Vendez l’avion

Le premier ministre, David Alward, et ses collègues du Conseil des ministres souhaitaient sûrement terminer la session parlementaire d’automne sur une meilleure note.

Le gouvernement provincial vient de déposer son budget en immobilisations. Il a annoncé la construction d’écoles francophones, d’une route à quatre voies et d’une voie d’évitement.

Ces nouvelles, qui auraient dû renvoyer tout le monde à la maison sur une note positive, à temps pour le congé des Fêtes, ont été entachées par une controverse. Une controverse qui se résume à une question: David Alward a-t-il utilisé l’avion du gouvernement à des fins personnelles et politiques plutôt que gouvernementales?

L’affaire a éclaté après que l’opposition libérale a découvert que le premier ministre s’est rendu à Saint-Léonard et à Montréal à bord de l’avion. Selon les libéraux, David Alward a utilisé l’avion pour des escapades partisanes, soit un souper à 500 $ le couvert visant à recueillir des fonds pour le Parti progressiste-conservateur, ainsi qu’une partie de hockey du Canadien de Montréal.

M. Alward ne nie pas ces faits, mais précise que le but premier de ces voyages était plutôt de rencontrer des leaders de la communauté (à Saint-Léonard et à Grand-Sault), ainsi que des gens d’affaires et le premier ministre du Québec, Jean Charest (à Montréal).

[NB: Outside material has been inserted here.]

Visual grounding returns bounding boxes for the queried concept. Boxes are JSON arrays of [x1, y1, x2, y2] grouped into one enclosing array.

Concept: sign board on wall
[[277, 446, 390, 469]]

Ces rencontres n’ont été rendues publiques qu’après que les voyages ont été critiqués. Qui sont ces leaders? De quoi ont-ils discuté avec le premier ministre? Ces rencontres ont-elles été organisées avant ou après que M. Alward a choisi de se rendre au souper de financement?

Il est très difficile de répondre à ces questions puisque M. Alward, un homme qui a promis la plus grande transparence pendant la dernière campagne électorale, est très secret au sujet de ses déplacements. Rien à voir avec le gouvernement libéral précédent, qui indiquait sur le site web de Communication N.-B. l’horaire du premier ministre d’alors, Shawn Graham.

La pertinence pour une province comme le Nouveau-Brunswick d’avoir un avion pour son gouvernement est remise en question depuis longtemps. À la fin des années 1980, le chef de l’opposition, Frank McKenna, avait fait de l’avion le symbole de l’extravagance du premier ministre Richard Hatfield, qui l’utilisait pour se rendre régulièrement à New York les week-ends.

Pour bien marquer la rupture avec l’ancien régime, M. McKenna avait vendu l’avion aussitôt arrivé au pouvoir. Mais un autre gouvernement libéral, celui de M. Graham, a racheté un nouvel appareil au coût de 4,5 millions $ en 2008. Les libéraux utilisaient d’ailleurs l’avion plus souvent que ne le font présentement les conservateurs.

Notons que les Néo-Brunswickois ne sont pas les seuls au pays à débattre du sujet. Tout récemment, le ministre de la Défense nationale, Peter MacKay, déjà dans l’eau chaude en raison de l’utilisation qu’il a faite d’un hélicoptère de l’armée, a voyagé à bord d’un avion fédéral pour se rendre dans le sud de l’Ontario. Des observateurs politiques ont noté qu’il aurait été moins dispendieux pour les contribuables si M. MacKay, un habitué de l’appareil fédéral, avait acheté tous les billets d’un vol commercial d’Air Canada…

Toujours est-il que les avions gouvernementaux sont utiles, lorsque bien utilisés, mais qu’il s’agit d’un luxe. Un luxe qu’outre le Nouveau-Brunswick, seuls l’Ontario, le Québec, la Saskatchewan et le gouvernement fédéral ont choisi de se payer.

En politique, tout est une question de perception et de priorités. Et en ce moment, alors que certains districts scolaires n’ont pas assez d’argent pour garnir les rayons de leurs bibliothèques, le premier ministre vole à bord d’Air Nouveau-Brunswick. Pas le bon message à envoyer à la population.

Notre conseil au gouvernement Alward: vendez l’avion, quitte à en affréter un en cas d’absolue nécessité. En cette période d’austérité, les fonds publics seront mieux investis ailleurs.